Russo, apparently deciding it wasn’t time to make a scene, grumbled good-naturedly and took his wallet back. Harry sat back in his chair, but there was no smug satisfaction in the lines of his long, lean body, or in his brown eyes when they met mine for a brief moment. Only the same cool distance as there had been from the beginning of the evening.

I still didn’t like it, but I managed to let it go. For the moment.

* * *

I did not get to where I am by not having instincts.
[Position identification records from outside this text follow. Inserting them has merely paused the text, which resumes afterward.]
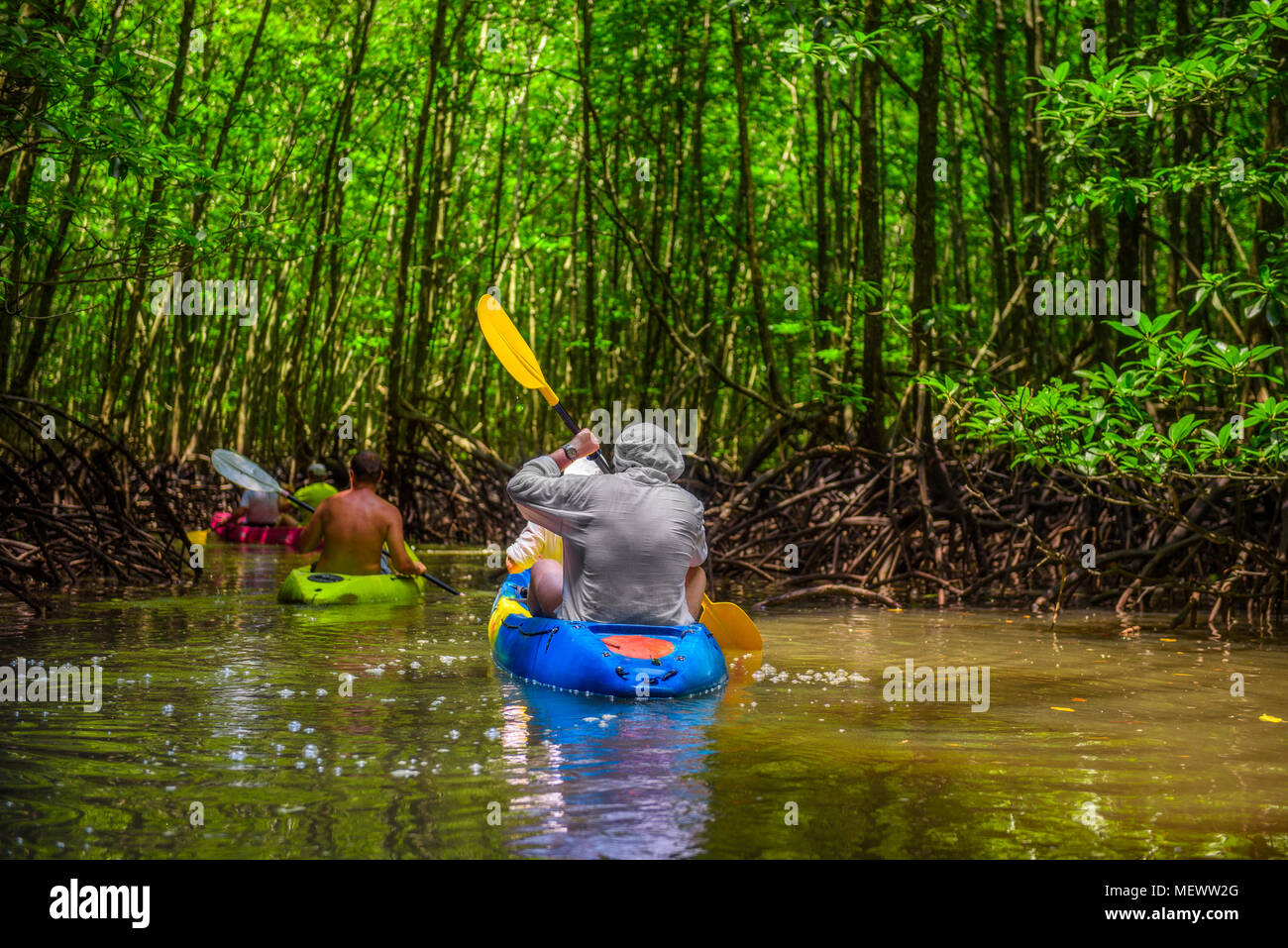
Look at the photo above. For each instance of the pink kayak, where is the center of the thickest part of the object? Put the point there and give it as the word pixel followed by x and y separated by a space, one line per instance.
pixel 241 532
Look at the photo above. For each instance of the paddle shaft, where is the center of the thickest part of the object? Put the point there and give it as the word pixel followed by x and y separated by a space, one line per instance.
pixel 572 427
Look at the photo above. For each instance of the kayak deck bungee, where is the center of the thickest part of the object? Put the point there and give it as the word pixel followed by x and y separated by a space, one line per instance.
pixel 239 532
pixel 608 659
pixel 334 588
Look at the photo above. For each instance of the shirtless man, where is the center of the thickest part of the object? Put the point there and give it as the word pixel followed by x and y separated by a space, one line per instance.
pixel 352 526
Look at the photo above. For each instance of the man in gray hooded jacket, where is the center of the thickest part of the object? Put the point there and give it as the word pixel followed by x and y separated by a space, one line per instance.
pixel 632 541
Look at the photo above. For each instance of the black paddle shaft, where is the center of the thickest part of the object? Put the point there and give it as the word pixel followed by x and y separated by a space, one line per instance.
pixel 572 427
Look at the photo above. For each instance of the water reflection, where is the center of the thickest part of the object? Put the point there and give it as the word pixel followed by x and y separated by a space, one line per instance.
pixel 606 779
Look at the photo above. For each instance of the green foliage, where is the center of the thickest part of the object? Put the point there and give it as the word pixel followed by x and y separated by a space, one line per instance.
pixel 1179 404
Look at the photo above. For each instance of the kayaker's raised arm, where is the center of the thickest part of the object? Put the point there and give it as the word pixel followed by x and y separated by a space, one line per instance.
pixel 402 563
pixel 310 537
pixel 545 497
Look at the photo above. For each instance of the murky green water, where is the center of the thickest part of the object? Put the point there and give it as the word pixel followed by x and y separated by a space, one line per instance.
pixel 226 699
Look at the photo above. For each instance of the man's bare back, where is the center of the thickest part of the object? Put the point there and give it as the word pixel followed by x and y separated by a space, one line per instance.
pixel 352 527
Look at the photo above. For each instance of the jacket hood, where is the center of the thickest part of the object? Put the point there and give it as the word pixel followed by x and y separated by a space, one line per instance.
pixel 648 454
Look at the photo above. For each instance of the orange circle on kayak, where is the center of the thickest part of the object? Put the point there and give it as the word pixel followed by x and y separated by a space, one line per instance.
pixel 639 646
I did not get where I am by not _listening_ to said instincts.

I knew, as we walked out of the restaurant and saw a very drunk Russo and date into their limo that Harry, despite his easygoing and cool behavior, was angry. _Furious,_ really.

Someone with the kind of power Harry has being angry with me should have had alarms going off in my head, but I walked next to him without fear. I’d seen Harry shovel snow and salt walkways without being asked to or paid for it because his elderly boss couldn’t do it or afford to have it done. I’d seen him with Lottie, playing cards and shamelessly letting her win.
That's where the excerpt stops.